Desperados / Augmented Edition

by Sophia Epstein

Picture this: You’re marketing to an age group that values experiences over products, but rules and regulations dictate that your brand can’t sponsor any cultural or sporting events or even include people in its advertising. In France, you won’t see alcohol advertised on TV (unless it’s below 1.2%ABV). You might see a poster on the Metro, or a banner online, but even then, all you’ll see is the bottle. 

Heineken-owned beer brand Desperados is now ‘the most preferred alcohol brand for French young adults,’ according to the brand’s marketing manager Clémentine Doumenc.

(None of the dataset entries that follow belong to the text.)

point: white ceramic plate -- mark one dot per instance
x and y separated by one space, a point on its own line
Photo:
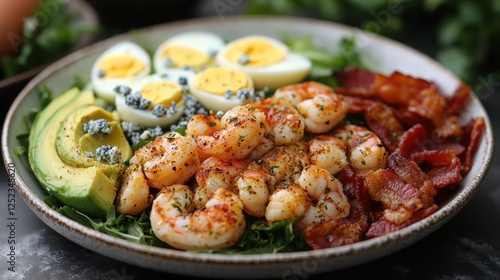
387 56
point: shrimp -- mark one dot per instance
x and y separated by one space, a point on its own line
133 196
321 107
175 221
203 125
264 146
326 193
243 128
366 150
276 168
169 159
317 195
252 188
287 204
328 152
214 174
285 124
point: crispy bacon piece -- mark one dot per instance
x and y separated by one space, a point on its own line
399 89
412 140
458 148
385 186
354 188
359 105
357 82
409 172
434 157
450 127
381 120
383 227
443 176
457 102
429 104
338 232
473 133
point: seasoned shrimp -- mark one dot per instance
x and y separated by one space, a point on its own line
203 125
321 107
328 152
215 174
253 189
366 150
133 196
243 128
327 194
317 195
175 221
280 165
169 159
285 124
287 204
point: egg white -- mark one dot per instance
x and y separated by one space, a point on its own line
215 102
145 117
205 42
104 87
293 69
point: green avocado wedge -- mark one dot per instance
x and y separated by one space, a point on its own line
73 143
86 189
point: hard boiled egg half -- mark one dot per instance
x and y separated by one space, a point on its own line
187 50
221 88
266 60
158 100
122 64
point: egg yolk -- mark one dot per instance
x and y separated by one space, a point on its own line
180 56
218 80
255 53
121 66
162 93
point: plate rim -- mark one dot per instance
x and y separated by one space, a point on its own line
369 246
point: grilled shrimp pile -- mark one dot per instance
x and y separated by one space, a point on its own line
295 155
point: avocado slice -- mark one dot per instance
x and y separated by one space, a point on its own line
87 189
73 143
53 106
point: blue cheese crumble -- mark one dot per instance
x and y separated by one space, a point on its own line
106 153
109 153
99 126
136 101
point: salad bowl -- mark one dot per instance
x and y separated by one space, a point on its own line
387 55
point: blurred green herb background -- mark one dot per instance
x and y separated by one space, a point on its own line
46 38
461 34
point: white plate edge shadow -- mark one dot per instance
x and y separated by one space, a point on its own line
228 265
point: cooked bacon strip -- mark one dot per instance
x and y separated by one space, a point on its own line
357 82
458 148
443 176
450 127
410 173
383 227
434 157
429 104
338 232
354 188
412 140
474 132
381 120
347 178
457 102
399 89
359 105
385 186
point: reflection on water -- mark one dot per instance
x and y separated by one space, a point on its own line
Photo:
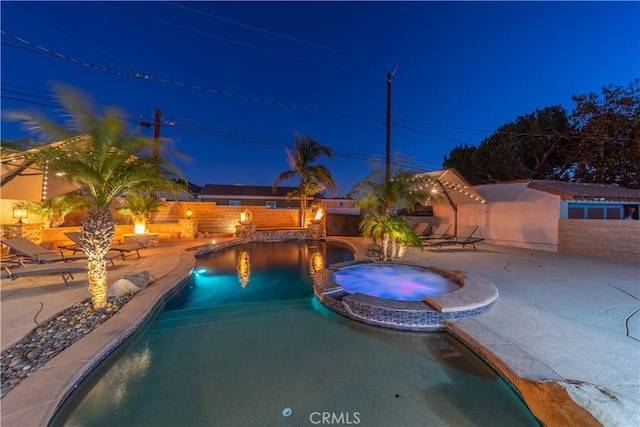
112 392
316 262
244 268
227 355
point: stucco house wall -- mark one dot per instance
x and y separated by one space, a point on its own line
514 215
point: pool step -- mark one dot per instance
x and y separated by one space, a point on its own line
230 313
337 295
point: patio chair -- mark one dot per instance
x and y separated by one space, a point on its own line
439 233
464 237
65 269
31 251
75 238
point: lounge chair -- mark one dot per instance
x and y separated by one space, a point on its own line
439 233
421 228
36 253
64 268
464 237
75 238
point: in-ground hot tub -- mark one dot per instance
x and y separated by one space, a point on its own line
401 296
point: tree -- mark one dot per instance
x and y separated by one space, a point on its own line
461 159
608 136
313 178
533 146
376 194
381 200
99 154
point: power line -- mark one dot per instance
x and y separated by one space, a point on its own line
233 41
144 76
63 31
255 28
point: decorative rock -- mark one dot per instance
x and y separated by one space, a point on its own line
51 337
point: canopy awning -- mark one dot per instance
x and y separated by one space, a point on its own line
21 179
452 186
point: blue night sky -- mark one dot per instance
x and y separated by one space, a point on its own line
316 69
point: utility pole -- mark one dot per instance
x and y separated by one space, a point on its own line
388 162
156 132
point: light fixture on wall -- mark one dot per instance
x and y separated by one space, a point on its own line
20 213
245 217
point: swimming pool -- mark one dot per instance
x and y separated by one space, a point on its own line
244 343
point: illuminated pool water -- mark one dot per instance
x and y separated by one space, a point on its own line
398 282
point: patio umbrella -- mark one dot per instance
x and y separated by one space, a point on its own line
452 186
21 179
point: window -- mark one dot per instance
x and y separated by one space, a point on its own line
576 213
595 213
613 213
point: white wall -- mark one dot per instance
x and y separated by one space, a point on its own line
514 215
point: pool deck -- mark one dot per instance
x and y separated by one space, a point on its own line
565 329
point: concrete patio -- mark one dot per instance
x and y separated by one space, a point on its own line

But, without beer-swilling bromances or alcohol-touting athletes to fill its ad campaigns, the brand needed to think of something else to keep the millennials engaged. So, every year it changes its packaging.

In partnership with a group of artists called the 9ème Concept and agency MNSTR in Paris, all the bottles of Desperados in France get a special edition label. ‘It’s not risky, it’s audacious,’ says Doumenc. ‘We want our consumers to be a little bit disturbed, that’s part of the experience. It could seem risky, if they don’t like it, but we are talking about art so it doesn’t matter if you like it or not, it’s about feeling something.’

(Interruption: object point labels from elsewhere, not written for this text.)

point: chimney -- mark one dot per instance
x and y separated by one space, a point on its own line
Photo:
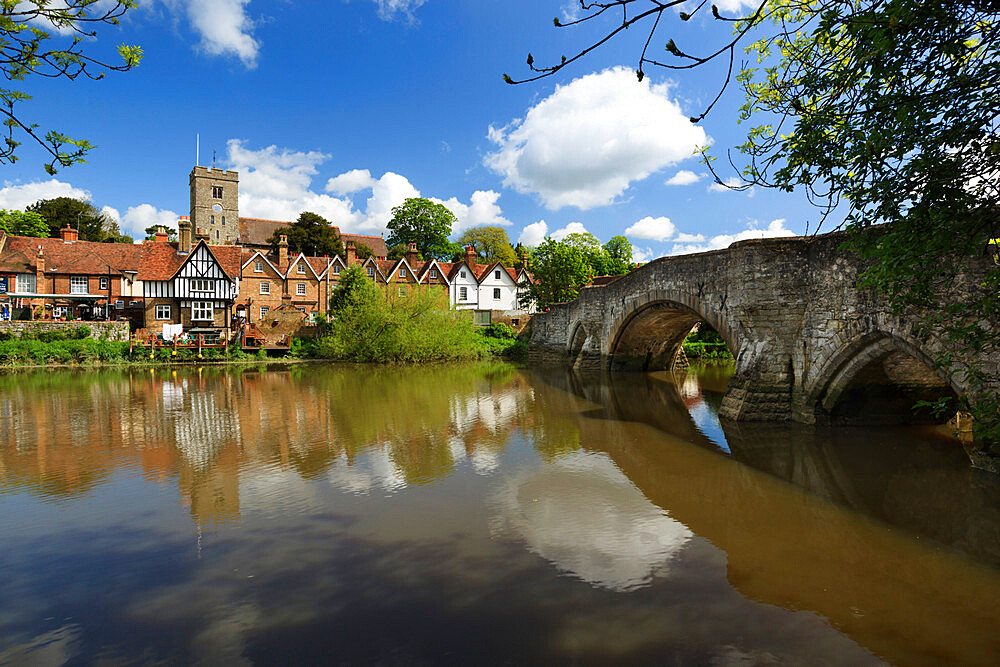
68 234
283 252
184 234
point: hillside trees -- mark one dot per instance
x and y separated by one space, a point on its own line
29 30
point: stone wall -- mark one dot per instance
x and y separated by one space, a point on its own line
118 331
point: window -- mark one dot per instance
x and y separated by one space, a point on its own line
202 311
25 282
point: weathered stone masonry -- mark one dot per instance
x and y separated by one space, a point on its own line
807 341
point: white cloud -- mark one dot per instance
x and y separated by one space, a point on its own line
25 194
389 10
137 218
683 177
587 142
350 182
534 233
224 28
774 229
482 210
726 186
571 228
655 229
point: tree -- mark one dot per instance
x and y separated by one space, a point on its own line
560 270
23 223
93 225
491 244
885 113
423 222
25 30
153 229
310 234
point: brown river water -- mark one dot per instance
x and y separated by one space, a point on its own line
476 514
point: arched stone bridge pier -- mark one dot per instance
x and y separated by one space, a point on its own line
809 345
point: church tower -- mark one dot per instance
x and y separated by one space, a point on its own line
215 211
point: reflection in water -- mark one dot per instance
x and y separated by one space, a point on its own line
475 513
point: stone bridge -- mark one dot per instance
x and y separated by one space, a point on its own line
809 345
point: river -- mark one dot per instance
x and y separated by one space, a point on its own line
475 514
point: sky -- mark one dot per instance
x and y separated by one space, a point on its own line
347 107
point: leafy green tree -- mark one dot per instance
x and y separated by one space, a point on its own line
311 234
885 113
23 223
26 28
560 270
491 243
92 224
423 222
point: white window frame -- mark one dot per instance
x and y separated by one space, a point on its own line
199 310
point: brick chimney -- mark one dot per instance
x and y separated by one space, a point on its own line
184 234
283 253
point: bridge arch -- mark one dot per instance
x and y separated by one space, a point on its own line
877 377
651 327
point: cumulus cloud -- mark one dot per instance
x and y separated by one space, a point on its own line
25 194
350 182
587 142
775 228
683 177
483 210
654 229
224 27
389 10
533 234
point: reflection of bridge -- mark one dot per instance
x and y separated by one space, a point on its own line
809 345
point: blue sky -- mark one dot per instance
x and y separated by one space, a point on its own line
346 108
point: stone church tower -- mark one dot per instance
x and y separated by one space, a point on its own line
215 214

This year is the 19th rebrand the packaging has had, but this time the label uses Augmented Reality. ‘They wanted an experience,’ says MNSTR creative director Louis Bonichon, ‘something the customer could go deeper into.’

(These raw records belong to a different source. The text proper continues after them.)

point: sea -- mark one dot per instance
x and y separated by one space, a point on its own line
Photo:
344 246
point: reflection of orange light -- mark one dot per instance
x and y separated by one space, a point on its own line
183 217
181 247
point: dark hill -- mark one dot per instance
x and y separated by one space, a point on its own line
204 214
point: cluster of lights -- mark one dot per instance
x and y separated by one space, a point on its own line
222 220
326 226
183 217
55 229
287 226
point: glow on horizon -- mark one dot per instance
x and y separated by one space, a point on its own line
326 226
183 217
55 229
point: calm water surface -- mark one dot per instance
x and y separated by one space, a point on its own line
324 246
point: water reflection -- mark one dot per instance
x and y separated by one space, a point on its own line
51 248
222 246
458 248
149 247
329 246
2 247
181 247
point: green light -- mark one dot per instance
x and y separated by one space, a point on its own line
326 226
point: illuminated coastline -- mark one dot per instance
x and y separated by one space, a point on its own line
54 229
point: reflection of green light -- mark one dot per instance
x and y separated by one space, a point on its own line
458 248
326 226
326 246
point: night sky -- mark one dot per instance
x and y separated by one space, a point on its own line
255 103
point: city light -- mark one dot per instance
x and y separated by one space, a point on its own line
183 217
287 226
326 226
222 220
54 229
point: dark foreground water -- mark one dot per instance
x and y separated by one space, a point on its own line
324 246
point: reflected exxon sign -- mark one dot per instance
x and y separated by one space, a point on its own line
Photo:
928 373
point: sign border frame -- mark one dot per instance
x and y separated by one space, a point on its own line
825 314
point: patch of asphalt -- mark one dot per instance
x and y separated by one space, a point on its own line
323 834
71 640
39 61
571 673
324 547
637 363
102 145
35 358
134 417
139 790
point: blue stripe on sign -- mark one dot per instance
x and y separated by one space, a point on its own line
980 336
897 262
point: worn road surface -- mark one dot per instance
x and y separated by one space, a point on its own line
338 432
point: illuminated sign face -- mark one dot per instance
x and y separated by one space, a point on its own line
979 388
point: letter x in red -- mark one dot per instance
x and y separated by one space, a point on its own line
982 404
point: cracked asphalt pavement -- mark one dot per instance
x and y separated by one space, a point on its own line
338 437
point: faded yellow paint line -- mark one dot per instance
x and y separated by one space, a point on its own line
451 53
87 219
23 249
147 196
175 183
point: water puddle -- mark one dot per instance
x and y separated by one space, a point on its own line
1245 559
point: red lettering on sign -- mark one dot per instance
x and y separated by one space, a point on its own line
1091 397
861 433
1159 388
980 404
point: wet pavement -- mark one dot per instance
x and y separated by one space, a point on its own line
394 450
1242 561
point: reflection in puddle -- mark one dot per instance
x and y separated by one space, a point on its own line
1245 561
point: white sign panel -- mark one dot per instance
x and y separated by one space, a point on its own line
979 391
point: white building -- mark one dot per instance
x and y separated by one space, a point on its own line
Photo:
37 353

The augmented art was made digitally. Street artist and sculptor Matthieu Dagorn trained for two months with a Tilt Brush so he could construct the artwork with nothing but a VR Headset and a couple of hand controls (which is much harder than it looks). When customers scan the label using the Desperados app, they can watch the virtual sculpture unfold around them, visit Dagorn’s workshop and explore the intricate details of the piece.

‘This is the kind of thing young people expect from brands, they’re fed up of classic advertising,’ says Doumenc. ‘When you see that half your target audience has an ad blocker on their PC, you know they don’t want to be interrupted by a brand. So, we have to get their interest differently.’



It’s too early to know if it’s working, as the bottles are being rolled out through to October. But Doumenc says that 20 years ago, when Desperados partnership with the 9ème Concept began, the brand had only just established the ‘modern beer category’. Now, 19 special edition labels later, the brand is the fifth-ranked beer on the French market. ‘It’s not easy to tell if it’s directly linked to the limited edition,’ she says. But it certainly seems like they’ve found a good way to get some attention.